He was sent from the table, in disgrace. Doctrine was clear on that point. Humans had always lived on Northshore and had always been governed by the gods. His bibulous remark was occasion for a loud, screaming battle among the Dons and the Stifes. Two days later when he returned home from a foray, he found a young woman named Shreeley at the table. He had seen her before. Not often. She was the daughter of a friend of his father’s, a pamet merchant from the other side of Bans.
“Your wife-to-be,” his father said in a stiff, unrelenting voice. “You have had entirely too much time on your hands to sit around dreaming up obscenities.”
Tharius Don was more amused than anything else. The girl wasn’t bad looking; she had a sweet, rounded body, and Tharius Don had had some experience with sweet, rounded bodies. It would not be a bad thing to have one of his own to play with. What he had not foreseen was the sudden loss of privacy. No more attic room. He had only time to hide the books before all his belongings were swept up and reinstalled in a room two stories below, one he would share. And after that, he found it difficult to be alone for a moment.
Shreeley made sure of that. She slept with him. She rose with him in the morning and walked with him to the job his grandparents Stife had obtained for him. “You show none of the family talent for art, Tharius Don,” said Stife grandfather. “We have apprenticed you, therefore, to Shreeley’s father, the pamet merchant.”
“I thought it was custom for young people to choose their own professions,” Tharius complained.
“Had you done so in your fifteenth or sixteenth year, as is also customary, we would have acceded to your choice, Tharius Don. Since you did not do so, you lost that opportunity.”
Shreeley came to walk home with him after work. She ate with him. She sat with him or walked with him after dinner. Went to bed with him. He tried to read one of his books only once, but Shreeley caught him at it. “Read to me,” she begged sweetly. “Read to me, Tharius Don.” He made up something about Thoulia, and she fell asleep while he was reciting. He hid the book away, sweat standing on his brow.
Still, for a time it was not impossible. Sex was more than merely amusing. Tharius had a great deal of imagination about sex, and Shreeley was compliant. Until she became pregnant, at which time everything stopped.
“No,” she said. “It might hurt the baby.”
“It won’t hurt the baby. And you like it.”
“I don’t like it. I only did it to get pregnant and comply with the laws, Tharius Don. I hope you don’t think I enjoyed all that heaving about.”
“Shreeley’s father says you have been neglecting your duties,” his father admonished. “With a baby on the way, you’d better start attending to business.”
It was that night Tharius Don went to the Tower of Baris and begged admittance as a novice. When the family learned of it, they never spoke of him again. When Tharius’s son was born, they named him Birald. When Tharius heard of it he uttered a heartfelt wish for the boy’s sanity, but without much hope considering that he, Tharius, might be losing his own.

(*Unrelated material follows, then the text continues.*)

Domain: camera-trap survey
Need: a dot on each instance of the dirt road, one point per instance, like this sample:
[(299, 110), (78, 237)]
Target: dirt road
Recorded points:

He had sacrificed everything in hope of books, and there were no books in the Tower except those of a shameless falsity and unmitigated dullness. There were no books, and there was no leaving the Tower. For a time Tharius considered killing himself, but he could not think of any foolproof way to do it. And as time wore on, one factor of Tower existence saved him—the rigid, unvarying discipline which allowed much time for thought. Tharius was in the habit of thought. And as the months wore away, he began to find links in the behavior and beliefs of the Awakeners to things he knew from books.
And he saw early on a thing that many in that place never saw. He saw that the seniors did not believe what the juniors were told tobelieve.